Apple Inc. transformed China into a global powerhouse, a new book says, but in doing so, the world's largest technology company is now effectively a captive of China.
Patrick McGee, author of Apple in China: The Capture of the World's Greatest Company, says Apple has poured more than $55 billion per year into China since 2015, training 28 million workers (more than the entire workforce of California) since 2008 in a vast and historic transfer of knowledge and technology.
China created a massive workforce out of their 1.4 billion people. That workforce made it possible to build 230 million iPhones per year, including 155 million for Americans.
McGee says the least understood story of the century is how China created a floating workforce of 300 to 500 million factory workers. Larger than the entire population of the U.S., the floating workforce is made up of people from rural areas who temporarily go to Chinese cities, where they are housed and trained. They labor in factories for 12-14 hours a day. During a period of months, the entire workforce turns over and returns to the countryside. They are then replaced by a new workforce.
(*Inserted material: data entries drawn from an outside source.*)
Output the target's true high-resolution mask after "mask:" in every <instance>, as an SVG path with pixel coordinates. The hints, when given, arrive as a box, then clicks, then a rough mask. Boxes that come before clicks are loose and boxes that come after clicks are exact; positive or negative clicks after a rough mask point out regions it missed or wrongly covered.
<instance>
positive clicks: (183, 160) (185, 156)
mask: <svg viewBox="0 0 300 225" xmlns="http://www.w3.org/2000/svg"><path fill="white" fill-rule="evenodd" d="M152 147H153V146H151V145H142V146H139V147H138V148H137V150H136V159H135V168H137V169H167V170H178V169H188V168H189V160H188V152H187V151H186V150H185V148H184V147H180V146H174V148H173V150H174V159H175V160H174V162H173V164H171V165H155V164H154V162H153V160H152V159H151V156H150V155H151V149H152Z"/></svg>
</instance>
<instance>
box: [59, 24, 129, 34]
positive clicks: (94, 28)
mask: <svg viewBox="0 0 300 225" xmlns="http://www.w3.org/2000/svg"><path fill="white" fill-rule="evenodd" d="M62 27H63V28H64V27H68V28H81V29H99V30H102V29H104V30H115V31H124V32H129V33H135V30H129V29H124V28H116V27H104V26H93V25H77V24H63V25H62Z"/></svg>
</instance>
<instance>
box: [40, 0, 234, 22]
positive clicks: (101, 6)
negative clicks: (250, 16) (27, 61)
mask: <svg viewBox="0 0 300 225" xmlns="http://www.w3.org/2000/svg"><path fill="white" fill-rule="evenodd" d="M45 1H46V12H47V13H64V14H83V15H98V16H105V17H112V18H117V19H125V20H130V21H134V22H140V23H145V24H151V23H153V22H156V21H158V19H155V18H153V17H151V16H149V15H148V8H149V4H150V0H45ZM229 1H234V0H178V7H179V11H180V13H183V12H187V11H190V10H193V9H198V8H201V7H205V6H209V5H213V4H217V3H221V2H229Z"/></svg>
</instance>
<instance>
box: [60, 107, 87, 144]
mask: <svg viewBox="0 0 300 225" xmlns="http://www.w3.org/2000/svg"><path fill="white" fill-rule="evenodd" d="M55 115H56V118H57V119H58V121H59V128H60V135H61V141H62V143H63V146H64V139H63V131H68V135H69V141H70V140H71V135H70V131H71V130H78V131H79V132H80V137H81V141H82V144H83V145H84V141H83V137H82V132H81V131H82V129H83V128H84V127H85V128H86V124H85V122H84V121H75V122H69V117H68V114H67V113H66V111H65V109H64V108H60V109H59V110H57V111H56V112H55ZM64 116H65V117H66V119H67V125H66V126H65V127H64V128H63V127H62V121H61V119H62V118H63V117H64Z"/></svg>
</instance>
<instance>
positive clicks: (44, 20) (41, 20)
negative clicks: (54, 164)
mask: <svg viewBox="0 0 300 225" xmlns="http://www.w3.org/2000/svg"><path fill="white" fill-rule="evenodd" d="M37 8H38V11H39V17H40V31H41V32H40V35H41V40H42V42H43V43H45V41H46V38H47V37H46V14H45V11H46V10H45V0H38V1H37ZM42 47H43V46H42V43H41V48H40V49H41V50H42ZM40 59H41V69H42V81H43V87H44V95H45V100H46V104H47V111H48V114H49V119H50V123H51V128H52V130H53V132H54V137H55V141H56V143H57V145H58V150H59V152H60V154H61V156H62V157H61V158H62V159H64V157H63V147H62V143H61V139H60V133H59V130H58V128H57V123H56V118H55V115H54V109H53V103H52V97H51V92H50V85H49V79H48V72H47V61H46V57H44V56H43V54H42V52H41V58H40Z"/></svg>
"The iPhone literally can't be built in America or anywhere else," McGee says. Although some iPhones are labeled 'Made in India,' this is little more than a tariff dodge. The iPhone wouldn't exist without China, McGee says.
Unfortunately, as other corporations have discovered, trade with China is "a one-way street," McGee says. Once a company does business in China, the Chinese learn the technology, replicate it, and then oust the company from the country. Apple has avoided this fate so far, but it literally can't move its operations, even if it wanted to do so.
"It is difficult to overstate how vulnerable Apple is," McGee told The Free Press's podcast Honestly. McGee also says the U.S. is extremely vulnerable. "If China would cut off exports for a month, there would be chaos in the streets. Our dependency could be crazily exposed."